If so, then you might try a technique called “self-distancing,” which basically involves trying to look at yourself from the outside. According to research, people who are able to do this while discussing a difficult event make better sense of their own reactions and are less emotionally distressed. In a paper published in 2011, psychologists Ethan Kross and Igor Grossman found that self-distancing was an effective way of cultivating intellectual humility.

Another key to intellectual humility, suggests Leary, is simply being patient as you gather information, keeping an open mind until you need to act.

“The brain evolved the capacity to think in order to guide our behavior in adaptive ways,” says Leary. “If we assume that our understanding of almost anything, including COVID, improves over time, then there’s no reason to draw a firm conclusion until we need to act on it. Then, we go with the best information—from the most credible sources—that we have.”

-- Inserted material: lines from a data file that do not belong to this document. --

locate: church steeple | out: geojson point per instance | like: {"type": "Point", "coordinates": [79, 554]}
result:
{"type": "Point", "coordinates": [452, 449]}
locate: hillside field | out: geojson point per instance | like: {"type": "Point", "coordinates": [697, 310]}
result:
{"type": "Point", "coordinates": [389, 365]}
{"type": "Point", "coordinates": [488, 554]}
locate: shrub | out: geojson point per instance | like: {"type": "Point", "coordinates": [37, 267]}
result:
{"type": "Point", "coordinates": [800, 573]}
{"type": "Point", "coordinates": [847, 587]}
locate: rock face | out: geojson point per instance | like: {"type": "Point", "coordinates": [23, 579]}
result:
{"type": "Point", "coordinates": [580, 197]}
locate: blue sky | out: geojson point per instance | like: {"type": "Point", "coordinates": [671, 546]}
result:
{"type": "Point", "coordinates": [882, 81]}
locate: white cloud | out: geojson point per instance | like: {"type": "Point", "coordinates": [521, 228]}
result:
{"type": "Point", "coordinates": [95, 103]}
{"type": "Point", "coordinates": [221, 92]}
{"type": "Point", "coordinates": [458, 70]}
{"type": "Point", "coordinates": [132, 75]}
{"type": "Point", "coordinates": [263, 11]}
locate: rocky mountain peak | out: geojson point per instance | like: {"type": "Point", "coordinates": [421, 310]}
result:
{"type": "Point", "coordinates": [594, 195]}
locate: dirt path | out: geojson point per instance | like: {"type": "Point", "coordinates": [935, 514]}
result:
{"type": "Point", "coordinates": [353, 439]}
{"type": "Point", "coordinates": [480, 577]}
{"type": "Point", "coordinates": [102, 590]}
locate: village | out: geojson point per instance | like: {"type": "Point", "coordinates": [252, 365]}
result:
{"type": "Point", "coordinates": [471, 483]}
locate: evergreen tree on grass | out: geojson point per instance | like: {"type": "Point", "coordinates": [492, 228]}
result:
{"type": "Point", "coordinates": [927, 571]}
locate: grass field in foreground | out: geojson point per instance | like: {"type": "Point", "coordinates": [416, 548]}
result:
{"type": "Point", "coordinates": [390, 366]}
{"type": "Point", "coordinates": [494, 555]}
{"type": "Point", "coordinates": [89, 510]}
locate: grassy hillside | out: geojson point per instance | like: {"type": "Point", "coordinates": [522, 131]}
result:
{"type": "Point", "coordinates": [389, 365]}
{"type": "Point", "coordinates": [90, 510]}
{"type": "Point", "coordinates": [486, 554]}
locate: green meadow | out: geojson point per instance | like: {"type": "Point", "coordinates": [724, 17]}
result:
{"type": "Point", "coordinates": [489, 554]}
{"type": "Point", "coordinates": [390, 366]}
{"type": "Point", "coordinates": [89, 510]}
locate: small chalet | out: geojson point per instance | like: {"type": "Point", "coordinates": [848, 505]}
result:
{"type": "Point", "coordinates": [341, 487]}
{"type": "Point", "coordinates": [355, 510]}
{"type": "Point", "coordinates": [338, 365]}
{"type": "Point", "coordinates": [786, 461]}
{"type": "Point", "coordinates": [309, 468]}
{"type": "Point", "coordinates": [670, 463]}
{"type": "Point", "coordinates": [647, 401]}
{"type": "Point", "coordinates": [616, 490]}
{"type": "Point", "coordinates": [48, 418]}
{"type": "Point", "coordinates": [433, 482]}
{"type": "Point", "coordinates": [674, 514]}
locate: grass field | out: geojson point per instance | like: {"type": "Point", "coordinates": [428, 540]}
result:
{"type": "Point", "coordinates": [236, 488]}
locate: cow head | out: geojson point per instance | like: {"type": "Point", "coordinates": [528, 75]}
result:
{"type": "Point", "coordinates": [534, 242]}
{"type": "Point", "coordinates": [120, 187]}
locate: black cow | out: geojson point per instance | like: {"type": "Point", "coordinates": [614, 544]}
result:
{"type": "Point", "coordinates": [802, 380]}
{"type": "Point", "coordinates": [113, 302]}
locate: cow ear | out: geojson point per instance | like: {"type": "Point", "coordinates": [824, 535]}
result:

You can also search public-health messages themselves for humility. In the article “11 Questions to Ask About COVID-19 Research,” Greater Good’s editors ask readers to look for signs of intellectual humility in communications about new pandemic insights: Do researchers, journalists, and politicians acknowledge limitations and entertain alternative explanations? Do they reference preceding findings? Are journalists and politicians, or even scientists, possibly overstating the result? If the message seems humble, it might be more reliable than other, more grandiose or emotional messages about COVID-19.

Indeed, the formula of scientific papers is designed to reflect humility, as the authors are forced to explain what the study didn’t do and couldn’t find out, and why their findings could be wrong. In a global pandemic, that’s a formula we might all try to follow.